Smartphone Malware

More people today access the internet using mobile devices such as smartphones and tablets than by using desktop or laptop computers. October 2016 was the crossover date when that happened. And as the internet becomes yet more important in daily life and used by more people, that trend will continue.

So it just makes (perverted) sense that malware creators will start attacking mobile devices as well. And the number one type of malware being created today is Ransomware.

How to avoid getting infected?

There are only two smartphone platforms of serious importance today, iOS (Apple) and Android (Google). For a brief introduction on the two, CLICK HERE.

Apple and Google each take very different approaches to their mobile OS. iOS is a closed system, highly controlled by Apple. Android, on the other hand, is an open system.

The total control that Apple has on iOS yields these benefits:

  • Apps may be downloaded only from Apple's curated app store.

  • Updates are more frequent and deployed to Apple devices far sooner.

  • The uptake for iOS updates is very high.

  • Device Lockdown.

  • Apple supports non-current devices far longer.


Let's expand on what I said above and why it's important.

> Curated App Store
Unless you jailbreak, you cannot install apps from any source except the official Apple App Store. Why is this a good thing? Every app on the app store is examined for safety. Lots of apps might be a stupid money suck, but at least they're free of malware. If an author includes malware in their app, it'll be rejected by Apple's automatic curating system. It's a very effective gatekeeper. Your chances of downloading malware infected apps from the App Store are for all practical purposes non-existent. To be fair, malware has occasionally sneaked in, but it's exceedingly rare.

Android: The Google Play Store is also curated. But it's possible to download apps from other repositories that aren't curated well -- or at all.

> More Frequent Updates
When a vulnerability is discovered in iOS, depending on the severity of the vulnerability, Apple might fix it right away. If not so serious, they may wait a little longer and include it with a later update.

Android: The entire Android update system is a huge mess. My article HERE discusses the big problem that the Android platform has with updates.

> Uptake for iOS updates is very high
This simply means that when Apple updates iOS, the vast majority of iPhone and iPad users get the updates -- and they get them far sooner after the update is released.

Android: Here, too, the entire Android update system is a huge mess. Read my article on why.

> Device Lockdown
This just means that apps can only access system resources that Apple allows. Apps generally cannot access resources that might endanger other apps or the operating system. Similarly, web browsers, often a transmission vector due to visiting infected websites, are locked down tightly. So inadvertently visiting an infected website on an iPhone or iPad is far less likely to infect your device.

> Longer Device Support
iPhone and iPad devices enjoy support two to three times longer than Android devices. Some iPhone models have seen upward five years of support and three years is common.

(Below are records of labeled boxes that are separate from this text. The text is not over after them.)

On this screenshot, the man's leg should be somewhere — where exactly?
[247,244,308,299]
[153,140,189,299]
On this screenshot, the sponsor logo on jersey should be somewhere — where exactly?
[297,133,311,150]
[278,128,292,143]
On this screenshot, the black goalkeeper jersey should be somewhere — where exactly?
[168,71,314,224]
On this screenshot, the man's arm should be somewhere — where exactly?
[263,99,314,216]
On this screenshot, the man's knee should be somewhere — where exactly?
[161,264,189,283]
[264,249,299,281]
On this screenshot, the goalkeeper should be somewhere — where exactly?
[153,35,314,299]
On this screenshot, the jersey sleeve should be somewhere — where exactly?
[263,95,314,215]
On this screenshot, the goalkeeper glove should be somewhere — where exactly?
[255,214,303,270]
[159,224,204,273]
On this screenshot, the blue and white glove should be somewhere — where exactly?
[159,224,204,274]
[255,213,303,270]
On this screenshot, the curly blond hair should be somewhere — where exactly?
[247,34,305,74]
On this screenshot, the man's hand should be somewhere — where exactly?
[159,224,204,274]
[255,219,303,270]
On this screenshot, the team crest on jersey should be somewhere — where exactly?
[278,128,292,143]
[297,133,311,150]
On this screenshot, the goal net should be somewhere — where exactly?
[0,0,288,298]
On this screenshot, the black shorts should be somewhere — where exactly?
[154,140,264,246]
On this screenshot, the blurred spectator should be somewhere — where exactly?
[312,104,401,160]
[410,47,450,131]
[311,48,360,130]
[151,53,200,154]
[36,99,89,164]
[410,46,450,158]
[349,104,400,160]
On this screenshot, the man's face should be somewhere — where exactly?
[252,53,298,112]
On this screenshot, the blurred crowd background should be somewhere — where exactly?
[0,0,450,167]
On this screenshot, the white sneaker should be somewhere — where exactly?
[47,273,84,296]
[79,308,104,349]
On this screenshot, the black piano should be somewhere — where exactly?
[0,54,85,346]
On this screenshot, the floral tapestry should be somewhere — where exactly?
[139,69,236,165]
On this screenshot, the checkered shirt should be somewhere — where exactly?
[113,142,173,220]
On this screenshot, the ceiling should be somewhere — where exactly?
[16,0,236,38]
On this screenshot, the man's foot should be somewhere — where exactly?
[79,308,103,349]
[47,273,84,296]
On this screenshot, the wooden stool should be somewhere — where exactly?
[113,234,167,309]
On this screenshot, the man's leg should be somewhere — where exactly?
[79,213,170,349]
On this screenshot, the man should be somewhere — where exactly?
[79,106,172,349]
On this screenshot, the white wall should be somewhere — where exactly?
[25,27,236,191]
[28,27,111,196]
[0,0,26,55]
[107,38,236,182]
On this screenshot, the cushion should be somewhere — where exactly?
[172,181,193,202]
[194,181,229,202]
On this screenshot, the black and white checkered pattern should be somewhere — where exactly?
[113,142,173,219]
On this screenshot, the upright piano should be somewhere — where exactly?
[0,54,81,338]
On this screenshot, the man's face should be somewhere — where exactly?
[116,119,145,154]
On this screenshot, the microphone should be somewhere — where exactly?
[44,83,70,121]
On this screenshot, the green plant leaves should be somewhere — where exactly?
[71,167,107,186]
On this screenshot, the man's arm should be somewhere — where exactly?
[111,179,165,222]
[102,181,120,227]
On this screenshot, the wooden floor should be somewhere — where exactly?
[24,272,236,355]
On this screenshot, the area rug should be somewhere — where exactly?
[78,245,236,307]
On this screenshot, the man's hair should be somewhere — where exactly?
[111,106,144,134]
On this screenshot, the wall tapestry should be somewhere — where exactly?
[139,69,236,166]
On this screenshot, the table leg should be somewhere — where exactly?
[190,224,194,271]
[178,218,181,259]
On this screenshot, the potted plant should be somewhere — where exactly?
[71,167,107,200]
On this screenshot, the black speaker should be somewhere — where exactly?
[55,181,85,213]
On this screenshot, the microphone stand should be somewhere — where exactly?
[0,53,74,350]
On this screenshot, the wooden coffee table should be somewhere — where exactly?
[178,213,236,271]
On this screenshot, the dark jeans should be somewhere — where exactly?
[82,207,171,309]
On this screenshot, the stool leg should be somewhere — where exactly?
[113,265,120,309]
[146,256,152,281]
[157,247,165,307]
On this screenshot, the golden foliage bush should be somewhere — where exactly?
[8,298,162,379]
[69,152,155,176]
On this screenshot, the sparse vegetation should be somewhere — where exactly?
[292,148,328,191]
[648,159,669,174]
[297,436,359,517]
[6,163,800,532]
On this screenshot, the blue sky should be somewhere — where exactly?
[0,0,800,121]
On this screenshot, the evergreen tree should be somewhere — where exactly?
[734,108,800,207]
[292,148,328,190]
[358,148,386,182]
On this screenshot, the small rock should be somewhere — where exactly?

Android devices, on the other hand, usually reach end-of-life after two years -- and only one year in some cases.

What should I buy

Heh heh... that should pretty clear by now. If you aren't a computer geek that likes to twiddle with phones, the iPhone is the way to go, hands-down, period. For non-geeks, there's really nothing an Android phone can do that an iPhone cannot.

The iPhone and iPad simply don't need anti-malware products, they're that safe.

So there you have it. Buy an iPhone and worry not about malware.